読書な日々

読書をはじめとする日々の雑感

『アメリカから<自由>が消える』

2010年09月22日 | 評論
堤未果『アメリカから<自由>が消える』(扶桑社新書、2010年)

「貧困大国アメリカ」の著者である堤未果さんのアメリカシリーズの一つで、9・11「テロ」後に起きたアメリカでの自由圧殺の動きを詳細に追っている。

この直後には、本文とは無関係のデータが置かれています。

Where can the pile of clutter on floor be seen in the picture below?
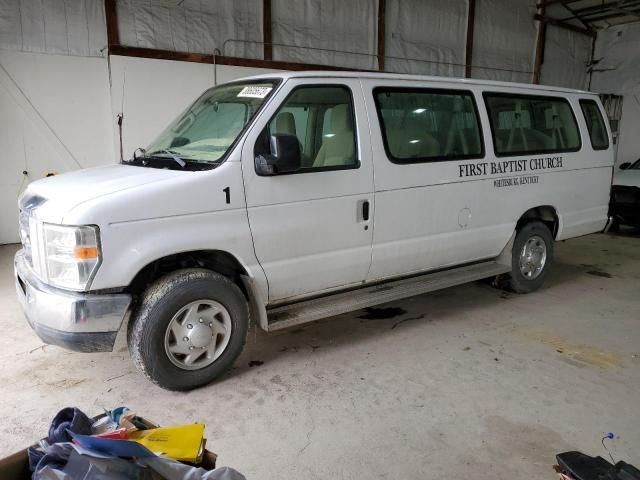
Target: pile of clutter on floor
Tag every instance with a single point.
(122, 445)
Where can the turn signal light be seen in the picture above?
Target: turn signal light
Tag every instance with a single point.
(85, 253)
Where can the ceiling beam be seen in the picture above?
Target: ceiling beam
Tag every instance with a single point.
(221, 59)
(468, 53)
(546, 3)
(567, 26)
(598, 9)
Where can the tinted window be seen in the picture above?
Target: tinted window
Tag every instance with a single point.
(524, 124)
(322, 119)
(595, 124)
(427, 125)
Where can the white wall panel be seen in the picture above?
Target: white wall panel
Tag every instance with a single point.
(433, 31)
(566, 56)
(156, 91)
(328, 24)
(192, 25)
(504, 40)
(618, 72)
(68, 27)
(54, 113)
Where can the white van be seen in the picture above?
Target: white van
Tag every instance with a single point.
(291, 197)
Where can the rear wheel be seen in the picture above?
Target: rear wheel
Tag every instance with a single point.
(189, 329)
(532, 255)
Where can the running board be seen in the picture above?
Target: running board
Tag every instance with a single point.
(337, 304)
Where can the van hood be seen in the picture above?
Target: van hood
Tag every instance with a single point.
(58, 194)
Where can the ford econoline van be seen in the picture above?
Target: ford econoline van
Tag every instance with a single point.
(290, 197)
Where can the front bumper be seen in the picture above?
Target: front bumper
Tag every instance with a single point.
(82, 322)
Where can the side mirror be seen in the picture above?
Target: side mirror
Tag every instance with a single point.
(284, 158)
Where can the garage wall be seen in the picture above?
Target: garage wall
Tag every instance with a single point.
(566, 57)
(434, 41)
(65, 27)
(54, 112)
(192, 25)
(617, 72)
(504, 40)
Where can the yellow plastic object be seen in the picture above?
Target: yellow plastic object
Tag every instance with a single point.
(184, 443)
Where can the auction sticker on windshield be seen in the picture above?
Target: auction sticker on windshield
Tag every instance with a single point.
(255, 92)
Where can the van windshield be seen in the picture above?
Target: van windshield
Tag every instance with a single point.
(206, 130)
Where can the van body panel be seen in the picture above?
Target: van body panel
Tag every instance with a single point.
(187, 213)
(437, 214)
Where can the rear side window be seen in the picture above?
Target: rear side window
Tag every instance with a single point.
(595, 124)
(422, 125)
(322, 118)
(527, 124)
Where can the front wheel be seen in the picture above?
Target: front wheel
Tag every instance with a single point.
(189, 329)
(532, 255)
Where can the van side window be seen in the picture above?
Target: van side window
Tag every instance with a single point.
(321, 117)
(595, 124)
(423, 125)
(528, 124)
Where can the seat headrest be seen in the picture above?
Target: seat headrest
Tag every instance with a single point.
(285, 123)
(341, 118)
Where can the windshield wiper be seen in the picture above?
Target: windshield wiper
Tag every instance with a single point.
(167, 154)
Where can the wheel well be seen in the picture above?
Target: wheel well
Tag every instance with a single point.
(216, 260)
(545, 214)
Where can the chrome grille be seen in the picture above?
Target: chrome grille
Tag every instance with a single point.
(25, 236)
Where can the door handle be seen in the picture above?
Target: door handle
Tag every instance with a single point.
(365, 210)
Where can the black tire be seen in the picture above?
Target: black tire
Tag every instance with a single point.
(160, 302)
(516, 280)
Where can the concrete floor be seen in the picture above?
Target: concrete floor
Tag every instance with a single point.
(469, 382)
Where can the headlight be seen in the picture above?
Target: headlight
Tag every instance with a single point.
(72, 255)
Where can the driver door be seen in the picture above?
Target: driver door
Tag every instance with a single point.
(312, 228)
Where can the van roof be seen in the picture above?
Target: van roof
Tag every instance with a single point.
(424, 78)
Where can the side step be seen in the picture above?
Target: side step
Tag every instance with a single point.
(337, 304)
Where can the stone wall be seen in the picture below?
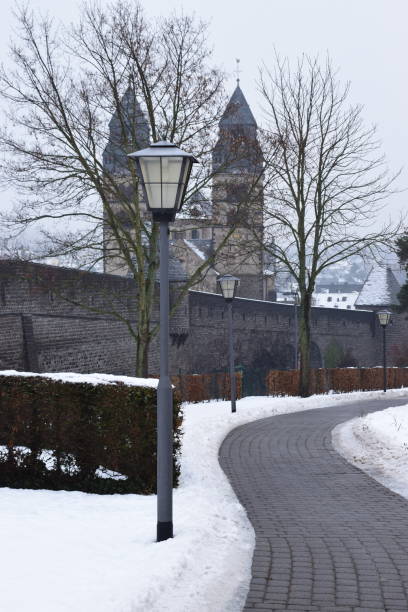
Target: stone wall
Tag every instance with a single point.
(54, 319)
(265, 335)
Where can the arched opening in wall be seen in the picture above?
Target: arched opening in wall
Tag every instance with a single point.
(288, 357)
(316, 360)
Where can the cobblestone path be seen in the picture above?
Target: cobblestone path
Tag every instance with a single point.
(328, 537)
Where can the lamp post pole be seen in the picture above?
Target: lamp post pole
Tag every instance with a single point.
(229, 285)
(296, 328)
(384, 359)
(163, 171)
(164, 402)
(384, 317)
(231, 359)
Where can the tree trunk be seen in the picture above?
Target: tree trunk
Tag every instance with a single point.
(304, 345)
(142, 356)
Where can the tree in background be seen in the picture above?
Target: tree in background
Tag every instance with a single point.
(64, 87)
(402, 252)
(327, 181)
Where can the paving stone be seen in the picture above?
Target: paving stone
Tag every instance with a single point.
(328, 537)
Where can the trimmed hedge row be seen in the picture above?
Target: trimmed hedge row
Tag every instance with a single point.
(340, 380)
(80, 427)
(203, 387)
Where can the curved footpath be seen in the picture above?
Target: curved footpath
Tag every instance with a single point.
(328, 537)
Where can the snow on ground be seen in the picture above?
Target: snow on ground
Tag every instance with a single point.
(76, 552)
(378, 444)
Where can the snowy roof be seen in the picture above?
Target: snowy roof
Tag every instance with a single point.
(196, 207)
(237, 111)
(380, 288)
(202, 248)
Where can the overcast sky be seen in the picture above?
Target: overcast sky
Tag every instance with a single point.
(366, 39)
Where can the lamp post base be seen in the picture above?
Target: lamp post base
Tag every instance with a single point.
(164, 531)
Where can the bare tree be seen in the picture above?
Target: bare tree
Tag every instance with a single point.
(156, 80)
(327, 181)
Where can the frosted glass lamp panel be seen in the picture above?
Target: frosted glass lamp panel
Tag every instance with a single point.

空港での過度なセキュリティ・チェック(たとえば乗客を裸にするミリ波スキャナーとか搭乗拒否リストの拡大によって赤ちゃんまで搭乗拒否されるケースがあるとか)、増え続ける街中の監視カメラによってプライバシーが丸裸にされてしまうとか、国民が知らないうちに通過した「愛国者法」によって市民団体や学生の集会やデモが標的になって警察から暴力を受けるとか、令状不要の召喚状によって簡単にFBIや警察に逮捕されるとか、Eメール、ファックス、電話の盗聴、メディアの自粛、ジャーナリストたちの逮捕、科学者や大学教授が簡単に解雇できるようになり口を封じられるようになったとか、とにかく、アメリカのあちこちから自由が消えていきつつある様子は、怖ろしい光景といえる。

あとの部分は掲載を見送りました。